Vele jaren lang hebben Jehovah’s getuigen in de Sowjet-Unie nu al grote moeilijkheden en zware vervolging ondergaan. Zij hebben met het doel hun religieuze organisatie in overeenstemming met de van kracht zijnde verordeningen te laten registreren, uit hun eigen bedienaren van het evangelie comités en delegaties samengesteld, maar telkens weer zijn zij bars afgewezen en in plaats dat hun werd toegestaan hun christelijke organisatie te laten registreren, werden verschillende leden van de delegaties gearresteerd. In de gehele wereld is men er thans van op de hoogte dat Jehovah’s getuigen wegens hun christelijke aanbidding bij de duizenden in de Sowjet-Unie in gevangenschap verkeren en naar Siberië zijn verbannen.
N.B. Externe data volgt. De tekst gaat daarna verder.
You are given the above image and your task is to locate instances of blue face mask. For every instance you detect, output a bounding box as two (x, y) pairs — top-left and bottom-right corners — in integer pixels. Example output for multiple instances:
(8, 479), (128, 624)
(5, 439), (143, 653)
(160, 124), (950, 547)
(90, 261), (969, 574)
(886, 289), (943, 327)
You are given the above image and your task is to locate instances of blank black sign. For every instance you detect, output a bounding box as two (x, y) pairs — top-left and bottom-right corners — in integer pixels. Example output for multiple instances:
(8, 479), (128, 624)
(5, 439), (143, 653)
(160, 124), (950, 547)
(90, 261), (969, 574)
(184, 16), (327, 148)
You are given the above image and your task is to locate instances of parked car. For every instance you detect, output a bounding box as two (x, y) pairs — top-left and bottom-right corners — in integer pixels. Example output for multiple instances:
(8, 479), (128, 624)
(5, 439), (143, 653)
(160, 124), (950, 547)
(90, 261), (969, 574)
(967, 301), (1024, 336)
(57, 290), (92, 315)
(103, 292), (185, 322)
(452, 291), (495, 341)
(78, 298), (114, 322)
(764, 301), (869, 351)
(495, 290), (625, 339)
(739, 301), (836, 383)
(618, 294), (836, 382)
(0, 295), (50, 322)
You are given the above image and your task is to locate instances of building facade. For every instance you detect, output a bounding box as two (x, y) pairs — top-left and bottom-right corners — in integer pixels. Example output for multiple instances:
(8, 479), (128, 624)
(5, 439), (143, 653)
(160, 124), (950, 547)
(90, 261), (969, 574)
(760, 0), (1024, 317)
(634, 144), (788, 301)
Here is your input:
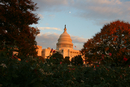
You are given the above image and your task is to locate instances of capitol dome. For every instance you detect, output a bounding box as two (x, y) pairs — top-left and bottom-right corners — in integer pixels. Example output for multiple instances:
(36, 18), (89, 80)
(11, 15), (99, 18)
(56, 25), (73, 50)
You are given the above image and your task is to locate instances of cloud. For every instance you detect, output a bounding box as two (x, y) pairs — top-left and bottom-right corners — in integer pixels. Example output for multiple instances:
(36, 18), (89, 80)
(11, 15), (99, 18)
(33, 0), (130, 24)
(38, 27), (61, 31)
(36, 33), (87, 50)
(38, 14), (44, 18)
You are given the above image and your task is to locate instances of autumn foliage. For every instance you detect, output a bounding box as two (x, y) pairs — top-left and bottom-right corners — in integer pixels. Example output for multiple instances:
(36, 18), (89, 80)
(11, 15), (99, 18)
(81, 20), (130, 66)
(0, 0), (39, 56)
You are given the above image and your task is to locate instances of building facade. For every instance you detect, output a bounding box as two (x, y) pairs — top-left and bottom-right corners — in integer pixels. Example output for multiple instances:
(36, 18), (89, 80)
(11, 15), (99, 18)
(38, 25), (81, 60)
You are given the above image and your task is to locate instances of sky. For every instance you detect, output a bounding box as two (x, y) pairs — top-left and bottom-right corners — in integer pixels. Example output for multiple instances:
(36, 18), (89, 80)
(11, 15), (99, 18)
(32, 0), (130, 50)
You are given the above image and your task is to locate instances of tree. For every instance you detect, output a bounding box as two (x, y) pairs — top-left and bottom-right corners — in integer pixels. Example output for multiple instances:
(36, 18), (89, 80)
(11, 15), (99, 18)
(0, 0), (39, 56)
(71, 55), (83, 65)
(63, 57), (70, 65)
(81, 20), (130, 66)
(50, 52), (63, 64)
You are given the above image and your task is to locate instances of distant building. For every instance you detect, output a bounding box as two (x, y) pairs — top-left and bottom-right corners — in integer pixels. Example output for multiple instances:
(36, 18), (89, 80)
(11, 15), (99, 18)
(38, 25), (81, 60)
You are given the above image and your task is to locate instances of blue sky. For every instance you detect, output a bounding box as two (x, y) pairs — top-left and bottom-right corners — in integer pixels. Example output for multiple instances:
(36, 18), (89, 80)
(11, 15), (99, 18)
(33, 0), (130, 50)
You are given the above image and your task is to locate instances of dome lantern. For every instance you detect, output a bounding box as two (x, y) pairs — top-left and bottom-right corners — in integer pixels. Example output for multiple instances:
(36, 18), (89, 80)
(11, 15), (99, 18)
(56, 25), (73, 50)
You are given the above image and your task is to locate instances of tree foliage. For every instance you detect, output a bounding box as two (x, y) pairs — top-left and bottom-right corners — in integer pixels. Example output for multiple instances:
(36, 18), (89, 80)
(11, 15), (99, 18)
(71, 55), (83, 65)
(50, 52), (63, 64)
(81, 20), (130, 66)
(63, 57), (70, 65)
(0, 0), (39, 56)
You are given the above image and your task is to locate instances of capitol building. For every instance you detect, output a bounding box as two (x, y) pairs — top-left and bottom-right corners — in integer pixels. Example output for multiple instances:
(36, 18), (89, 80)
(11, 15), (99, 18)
(37, 25), (81, 60)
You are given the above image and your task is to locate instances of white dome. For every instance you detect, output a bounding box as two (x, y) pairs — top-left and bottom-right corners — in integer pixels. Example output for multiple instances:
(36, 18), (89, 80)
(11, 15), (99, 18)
(57, 25), (73, 50)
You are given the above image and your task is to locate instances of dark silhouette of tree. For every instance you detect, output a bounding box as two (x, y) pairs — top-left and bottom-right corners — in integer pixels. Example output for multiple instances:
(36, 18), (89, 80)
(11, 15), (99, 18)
(50, 52), (63, 64)
(63, 57), (70, 65)
(81, 20), (130, 66)
(71, 55), (83, 65)
(0, 0), (39, 56)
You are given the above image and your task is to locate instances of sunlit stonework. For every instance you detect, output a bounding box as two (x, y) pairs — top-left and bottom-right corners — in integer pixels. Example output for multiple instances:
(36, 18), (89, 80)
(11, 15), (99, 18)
(37, 25), (81, 60)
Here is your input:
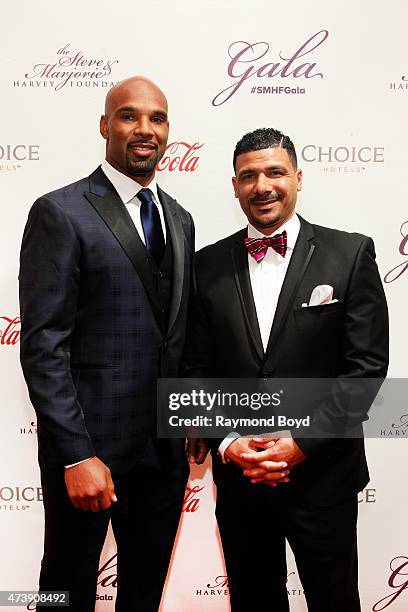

Alle getuigen van Jehovah dragen zich plechtig aan Jehovah God op om als bedienaren van het evangelie dienst te verrichten, en zij mogen hiervan niet afwijken. Hun is uitdrukkelijk bevolen het goede nieuws van Gods koninkrijk te prediken. Zij moeten God even trouw zijn en zich door dezelfde theocratische wetten laten leiden als Jezus Christus’ voorbeeldige apostelen, die als gevolg van hun aanbidding veel tegenstand en fysiek lijden te verduren hadden. In de bijbel vinden wij in Handelingen 5:17-40 een van de vele voorbeelden van de beproevingen welke vroege christenen moesten ondergaan. Bij deze gelegenheid zette de vermaarde niet-christelijke wetgeleerde Gamaliël een beginsel uiteen voor de regerende raad, hetwelk tot op de huidige dag zijn waarde heeft behouden en waarop wij in verband met de hedendaagse arrestaties van Jehovah’s getuigen in de Sowjet-Unie met verschuldigde eerbied uw aandacht willen vestigen: „Indien dit ontwerp en dit werk uit mensen is, zal het worden vernietigd, maar indien het uit God is, zult gij ze niet kunnen vernietigen.”
Jehovah’s getuigen zijn Gods dienaren. Hun werk is door God geboden. Daarom moeten en zullen Jehovah’s getuigen met de hulp van Jehovah God in alle landen, met inbegrip van de Sowjet-Unie, een christelijk leven blijven leiden en de Allerhoogste blijven aanbidden.
Ware christenen hebben elkander lief en bekommeren zich in hoge mate om hun medechristenen. Zij komen elkaar te allen tijde te hulp wanneer dit in materieel of geestelijk opzicht noodzakelijk is. Jehovah’s getuigen zijn zulke christenen en daarom hebben zij u in uw geëerde positie in de Sowjet-Unie in de afgelopen negen maanden vanuit alle delen der aarde verzoekschriften gezonden om een onderzoek in te stellen naar de slechte behandelingen van hun medegetuigen van Jehovah in uw land en onze broeders en zusters in Christus vrijheid van aanbidding te verlenen.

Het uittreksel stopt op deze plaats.